La productivité de la Terre ?
J’insiste sur ce dernier point pour conclure. J’insiste car l’impératif écologique est une chose dont on doit créditer la FI sans la moindre réserve. Et j’insiste car votre anticapitalisme de façade vous jette ici dans une colossale inconséquence. L’« immense accumulation de marchandises » comme propre, comme quintessence, du capitalisme, et tout ce sur quoi elle repose, est là, à l’image de ma bouilloire transformée en navette spatiale, pour te convaincre, Antoine, qu’il n’y aura pas de salut écologique hors de la sortie du capitalisme. Mais la vraie sortie : celle qui retire des mains des puissances privées lucratives et les moyens de la production et la capacité de piloter la division du travail — autre chose que « les réseaux ».
Je vais le dire d’une autre manière, mais pour souligner un argument qui, je crois, n’est pas encore très bien aperçu. Il y a longtemps — longtemps… —, le camarade Bruno Amable, bien, connu de vos services, avait fait un très beau mémoire de DEA (ainsi disait-on pour Master) sur les fonctions de production KLEM. Il s’agissait d’une généralisation des habituelles fonctions de production à deux facteurs : K le capital, L le travail. E et M venaient pour dire qu’il fallait aussi faire entrer dans les facteurs de production l’énergie et les matériaux variés. C’est-à-dire des intrants puisés dans la nature. Je suggère de les réunir sous la lettre T — comme Terre : ces intrants sont puisés sur la Terre. C’est assez drôle car on pense immanquablement à cette autre phrase de Marx qui dit ceci : « La production capitaliste ne développe la technique et la combinaison du procès de production sociale qu’en épuisant en même temps les deux sources d’où jaillit toute richesse : le travail et la terre ». Les deux sources : L et T.

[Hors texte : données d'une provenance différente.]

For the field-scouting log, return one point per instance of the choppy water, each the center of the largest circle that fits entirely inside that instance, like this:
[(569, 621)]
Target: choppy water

Bien sûr un économiste orthodoxe qui passerait par-là glapirait aussitôt « Et K ! Et K ! ». Marx lui avait répondu par anticipation — mais les économistes orthodoxes sont trop incultes, regarde seulement à qui on donne le prix Nobel —, et il avait répondu que le capital (K), c’est du travail (L) ! Mais « du travail mort », dit-il. Je n’ai jamais aimé cette expression — je bute sur « mort » —, même si le sens en est limpide : les équipements capitaux sont des incorporations de travail passé. Pour ma part, je préfère dire que le capital est du travail cristallisé. Au total, en tout cas, une fonction KLT, c’est une fonction LT : le travail, vif ou cristallisé, et la terre — rien d’autre.
Lire aussi Cédric Gossart, « Quand les technologies vertes poussent à la consommation », Le Monde diplomatique, juillet 2010.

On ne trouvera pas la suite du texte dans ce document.